İHD Calls for Peace and Reconciliation

Renounce Impunity for Peace!

 

5 January 2024

 

The Central Executive Board of the Human Rights Association passed a resolution in September 2022 to start Peace Vigils. On the occasion of its 16th vigil, the association reiterates its demands and recommendations for the solution of chronic problems that prevent reconciliation in Turkey hoping that it gains more strength with the support of stakeholders in its struggle for rights and peace. Such support and solidarity consolidate its belief and hope for peace. On this occasion, the association thanks all its friends who support the demand for peace.

This is an era in which basic human rights have long been ignored in Turkey, specifically in the Kurdish geography for a very long time, violations of the right to life and the prohibition of torture and ill-treatment have become routine, the number of violations of the rights of prisoners is increasing day by day, and democratic values and principles are suspended. The unlawful and anti-democratic practices people are dealing with, together with the challenging conditions, deepen the obstacles before rights defenders and aggravate the responsibility they bear. Yet, these challenging conditions strengthen the society’s desire for peace and a just legal order. Considering that this desire can only be realized through powerful solidarity and demand for peace by the whole society, the İHD invites all social groups to contribute to the demand for peace raised by rights defenders.

İHD believes that a large part of the rights violations identified in the struggle for rights stems from the stalemate in the resolution of the Kurdish issue. In Turkey, many gross human rights violations such as unsolved political murders and enforced disappearances in custody, especially those in the 90s, the loss of lives in the nearly forty years of conflict, acts of torture and ill-treatment both in and out of detention centers, and inhumane acts to which prisoners are subjected, continue systematically. The victims of the ongoing conflict, brought about by the failure to resolve the Kurdish issue through democratic means and methods, have sometimes been a 70-year-old woman who wanted to exercise her freedom of expression, sometimes an 18-month-old baby who was unaware of what was happening in the world, and sometimes rights defenders whose sole aim was to protect and promote human rights. In Turkey, the judicial authorities have finalized investigations without due diligence and a very long time after the facts in the vast majority of investigations and lawsuits initiated by public prosecutors’ offices into rights violations committed by persons in positions of public power.

In criminal cases filed due to the violations suffered by citizens during the conflict period caused by the unresolved Kurdish issue, the ethnic identities and political views of the victims took precedence over the trials, and public officials who were perpetrators either did not face punishment corresponding to the acts they committed on the grounds of “the sensitive situation of the region” or were protected with the armor of impunity by applying upper limit reductions in the sentences they received.

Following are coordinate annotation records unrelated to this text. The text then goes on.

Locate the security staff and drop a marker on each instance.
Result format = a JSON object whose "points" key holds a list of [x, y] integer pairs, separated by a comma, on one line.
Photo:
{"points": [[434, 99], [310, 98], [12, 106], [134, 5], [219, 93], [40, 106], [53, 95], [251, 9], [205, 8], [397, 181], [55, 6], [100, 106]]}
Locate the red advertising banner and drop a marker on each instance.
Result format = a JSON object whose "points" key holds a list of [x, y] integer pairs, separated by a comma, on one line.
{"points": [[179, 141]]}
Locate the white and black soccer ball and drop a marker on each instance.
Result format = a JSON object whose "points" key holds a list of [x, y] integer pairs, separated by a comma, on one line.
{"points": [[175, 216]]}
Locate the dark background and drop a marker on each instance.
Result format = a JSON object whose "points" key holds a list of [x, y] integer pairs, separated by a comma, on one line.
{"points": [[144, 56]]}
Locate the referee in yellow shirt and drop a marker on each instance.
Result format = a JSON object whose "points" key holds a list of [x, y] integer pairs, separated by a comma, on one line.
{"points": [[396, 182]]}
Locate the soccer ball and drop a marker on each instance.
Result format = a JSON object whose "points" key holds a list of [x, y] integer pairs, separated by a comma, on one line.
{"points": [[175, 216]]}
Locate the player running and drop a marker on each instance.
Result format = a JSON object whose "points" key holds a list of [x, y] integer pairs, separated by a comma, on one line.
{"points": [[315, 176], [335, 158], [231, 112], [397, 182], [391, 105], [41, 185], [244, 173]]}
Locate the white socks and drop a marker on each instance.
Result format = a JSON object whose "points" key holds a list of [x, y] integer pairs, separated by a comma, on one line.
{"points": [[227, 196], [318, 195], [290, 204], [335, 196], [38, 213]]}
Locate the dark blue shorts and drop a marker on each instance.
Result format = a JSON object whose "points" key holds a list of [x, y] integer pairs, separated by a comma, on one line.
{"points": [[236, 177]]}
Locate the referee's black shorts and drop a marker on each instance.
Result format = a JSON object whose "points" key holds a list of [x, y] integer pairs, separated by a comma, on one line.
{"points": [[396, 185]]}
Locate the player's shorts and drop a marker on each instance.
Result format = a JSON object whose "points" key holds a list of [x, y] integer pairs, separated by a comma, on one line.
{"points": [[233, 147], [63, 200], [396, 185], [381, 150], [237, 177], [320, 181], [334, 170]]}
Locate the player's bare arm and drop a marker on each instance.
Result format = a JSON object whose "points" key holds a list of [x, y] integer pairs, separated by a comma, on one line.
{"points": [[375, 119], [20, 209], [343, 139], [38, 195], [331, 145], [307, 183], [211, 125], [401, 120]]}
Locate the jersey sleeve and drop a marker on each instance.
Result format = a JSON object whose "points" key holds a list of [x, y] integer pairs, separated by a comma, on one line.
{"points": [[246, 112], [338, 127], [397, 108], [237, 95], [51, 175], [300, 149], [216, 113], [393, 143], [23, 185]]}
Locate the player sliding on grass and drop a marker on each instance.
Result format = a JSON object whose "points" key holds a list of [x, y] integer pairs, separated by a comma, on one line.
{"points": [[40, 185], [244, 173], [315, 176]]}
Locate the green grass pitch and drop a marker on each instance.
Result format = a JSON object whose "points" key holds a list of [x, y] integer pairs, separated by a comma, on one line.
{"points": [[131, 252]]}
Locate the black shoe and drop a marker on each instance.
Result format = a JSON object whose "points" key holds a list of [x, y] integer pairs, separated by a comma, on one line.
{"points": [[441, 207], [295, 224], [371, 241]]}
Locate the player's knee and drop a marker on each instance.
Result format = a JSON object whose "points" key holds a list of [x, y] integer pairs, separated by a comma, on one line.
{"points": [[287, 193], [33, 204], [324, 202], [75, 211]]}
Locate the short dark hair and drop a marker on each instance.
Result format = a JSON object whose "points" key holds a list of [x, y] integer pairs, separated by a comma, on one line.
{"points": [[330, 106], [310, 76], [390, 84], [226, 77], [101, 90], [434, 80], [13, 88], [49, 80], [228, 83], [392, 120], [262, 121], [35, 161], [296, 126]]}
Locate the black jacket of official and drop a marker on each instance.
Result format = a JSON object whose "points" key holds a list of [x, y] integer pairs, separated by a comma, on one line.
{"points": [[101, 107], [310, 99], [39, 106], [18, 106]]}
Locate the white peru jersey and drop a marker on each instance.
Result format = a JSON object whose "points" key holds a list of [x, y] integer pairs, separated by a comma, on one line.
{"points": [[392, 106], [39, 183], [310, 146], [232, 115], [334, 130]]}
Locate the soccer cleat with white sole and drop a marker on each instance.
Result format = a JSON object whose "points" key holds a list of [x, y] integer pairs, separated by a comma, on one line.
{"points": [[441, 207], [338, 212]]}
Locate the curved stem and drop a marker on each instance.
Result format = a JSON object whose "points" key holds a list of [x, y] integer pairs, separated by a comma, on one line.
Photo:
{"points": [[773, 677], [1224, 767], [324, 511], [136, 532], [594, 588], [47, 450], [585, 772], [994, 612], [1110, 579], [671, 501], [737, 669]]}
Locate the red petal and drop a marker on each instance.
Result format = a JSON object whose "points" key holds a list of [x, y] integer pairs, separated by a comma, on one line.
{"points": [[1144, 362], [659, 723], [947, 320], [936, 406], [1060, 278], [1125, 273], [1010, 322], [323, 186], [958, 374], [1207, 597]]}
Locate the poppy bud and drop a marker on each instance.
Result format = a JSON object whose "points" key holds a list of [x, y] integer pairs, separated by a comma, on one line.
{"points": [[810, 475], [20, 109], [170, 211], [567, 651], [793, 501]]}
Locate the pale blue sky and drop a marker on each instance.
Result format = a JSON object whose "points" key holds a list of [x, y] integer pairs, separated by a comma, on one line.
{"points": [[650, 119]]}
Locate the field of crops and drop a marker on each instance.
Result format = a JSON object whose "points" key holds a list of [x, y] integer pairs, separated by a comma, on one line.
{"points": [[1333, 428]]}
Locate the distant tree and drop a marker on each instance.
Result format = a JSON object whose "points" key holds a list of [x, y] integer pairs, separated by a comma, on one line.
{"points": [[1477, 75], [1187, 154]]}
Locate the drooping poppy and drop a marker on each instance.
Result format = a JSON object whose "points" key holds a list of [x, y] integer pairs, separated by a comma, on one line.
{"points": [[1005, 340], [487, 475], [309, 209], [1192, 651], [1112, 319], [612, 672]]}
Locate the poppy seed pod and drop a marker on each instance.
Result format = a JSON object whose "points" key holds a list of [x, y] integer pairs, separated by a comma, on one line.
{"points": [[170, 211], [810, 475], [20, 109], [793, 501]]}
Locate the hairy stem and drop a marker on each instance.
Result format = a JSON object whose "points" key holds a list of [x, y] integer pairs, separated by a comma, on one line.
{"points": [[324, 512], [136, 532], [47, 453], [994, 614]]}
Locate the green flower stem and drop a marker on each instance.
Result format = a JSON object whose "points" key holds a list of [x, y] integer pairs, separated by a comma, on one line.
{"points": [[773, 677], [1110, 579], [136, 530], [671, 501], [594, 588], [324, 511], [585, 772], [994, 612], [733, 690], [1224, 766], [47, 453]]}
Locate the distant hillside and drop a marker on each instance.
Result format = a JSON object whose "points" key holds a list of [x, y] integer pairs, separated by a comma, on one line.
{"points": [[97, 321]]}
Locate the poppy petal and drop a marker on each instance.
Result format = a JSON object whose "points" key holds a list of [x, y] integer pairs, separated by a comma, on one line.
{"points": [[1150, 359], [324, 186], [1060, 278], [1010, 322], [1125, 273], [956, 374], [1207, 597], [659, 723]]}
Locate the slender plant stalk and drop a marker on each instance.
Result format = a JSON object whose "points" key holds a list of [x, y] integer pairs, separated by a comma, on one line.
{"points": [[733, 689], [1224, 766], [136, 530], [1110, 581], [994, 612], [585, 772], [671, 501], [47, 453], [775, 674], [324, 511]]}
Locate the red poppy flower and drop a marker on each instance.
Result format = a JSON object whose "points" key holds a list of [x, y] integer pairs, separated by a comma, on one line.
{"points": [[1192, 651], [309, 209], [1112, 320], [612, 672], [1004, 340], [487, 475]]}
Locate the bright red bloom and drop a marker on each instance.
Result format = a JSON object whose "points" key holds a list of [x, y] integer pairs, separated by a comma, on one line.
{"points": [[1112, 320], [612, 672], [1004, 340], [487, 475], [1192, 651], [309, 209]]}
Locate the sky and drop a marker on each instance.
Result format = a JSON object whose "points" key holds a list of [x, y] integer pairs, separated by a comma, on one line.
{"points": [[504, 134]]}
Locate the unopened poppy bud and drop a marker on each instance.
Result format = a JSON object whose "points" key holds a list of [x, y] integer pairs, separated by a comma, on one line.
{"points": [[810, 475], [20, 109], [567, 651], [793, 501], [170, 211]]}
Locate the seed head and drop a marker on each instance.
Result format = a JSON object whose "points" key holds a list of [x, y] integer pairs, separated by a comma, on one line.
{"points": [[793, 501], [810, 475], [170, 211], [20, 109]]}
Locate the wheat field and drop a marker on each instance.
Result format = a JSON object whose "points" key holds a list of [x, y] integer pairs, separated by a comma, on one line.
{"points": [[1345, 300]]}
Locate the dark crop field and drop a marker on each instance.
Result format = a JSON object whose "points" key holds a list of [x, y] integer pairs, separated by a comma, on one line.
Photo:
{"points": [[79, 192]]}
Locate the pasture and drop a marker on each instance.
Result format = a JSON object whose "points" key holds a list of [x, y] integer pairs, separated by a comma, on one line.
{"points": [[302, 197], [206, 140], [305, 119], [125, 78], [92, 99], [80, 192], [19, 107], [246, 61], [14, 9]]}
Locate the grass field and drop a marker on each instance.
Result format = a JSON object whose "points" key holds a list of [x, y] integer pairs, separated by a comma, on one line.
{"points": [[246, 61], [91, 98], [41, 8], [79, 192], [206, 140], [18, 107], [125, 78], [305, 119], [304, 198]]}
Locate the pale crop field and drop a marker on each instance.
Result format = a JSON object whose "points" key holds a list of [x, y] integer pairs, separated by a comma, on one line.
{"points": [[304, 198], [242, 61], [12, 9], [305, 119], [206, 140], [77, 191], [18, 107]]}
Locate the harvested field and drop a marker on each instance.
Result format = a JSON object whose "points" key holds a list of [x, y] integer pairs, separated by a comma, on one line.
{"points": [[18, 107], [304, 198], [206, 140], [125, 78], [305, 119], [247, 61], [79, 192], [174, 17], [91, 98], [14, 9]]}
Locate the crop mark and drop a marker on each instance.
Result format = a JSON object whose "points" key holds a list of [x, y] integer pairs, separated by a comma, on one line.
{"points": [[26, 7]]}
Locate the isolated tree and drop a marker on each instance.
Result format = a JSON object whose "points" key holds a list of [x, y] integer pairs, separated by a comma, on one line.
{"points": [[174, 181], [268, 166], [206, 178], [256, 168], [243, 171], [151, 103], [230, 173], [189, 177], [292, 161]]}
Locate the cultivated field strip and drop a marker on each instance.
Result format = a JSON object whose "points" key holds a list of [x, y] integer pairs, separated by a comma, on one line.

Decisions of the judicial authorities to dismiss cases on the grounds of statute of limitations are among the most prominent examples of the practice of impunity, the institutionalization of which has been pointed out by rights defenders and human rights lawyers for many years. It should be noted that the dismissal rulings handed down in symbolic cases such as the Lice Massacre Case, the Vartinis Case, the Sivas Madımak Case, the Musa Anter Case, which were filed against some of the gross human rights violations committed in the 90s, due to the fact that 30 years have passed since the cases in question, have no legitimate aspect in terms of human rights law. This is because the events in the aforementioned cases and the gross violations of human rights in dozens of other cases are defined by international law as crimes against humanity because they are crimes committed by a certain group against a certain group within a certain systematic. Despite the universal rule of law putting forth that the statute of limitations cannot be applied to crimes against humanity, these rulings rendered by the Turkish judiciary with the aim of leaving the perpetrators unpunished not only prevent access to justice for those whose rights have been violated but also encourage the public officials who were involved in such violations to commit crimes. It should be emphasized that these rulings are one of the obstacles to building peace and reconciliation in Turkey because impunity granted to the perpetrators of gross human rights violations in these and similar incidents, which took place in the past and whose effects are still ongoing, by the judiciary, prevents citizens from imagining a safe future.

On the occasion of this month’s Peace Vigil, İHD reiterates that the only solution to all the crises that the society is currently facing is to provide reconciliation. The first step to establishing peace and reconciliation is to face the grave human rights violations of the past, to abandon pro-security policies that will lead to similar violations, and to establish effective, fair and independent judicial mechanisms.

Finally, to ensure lasting peace and reconciliation we say:

RENOUNCE IMPUNITY FOR PEACE!

WE ARE COMMITTED TO DEFENDING THE RIGHT TO PEACE.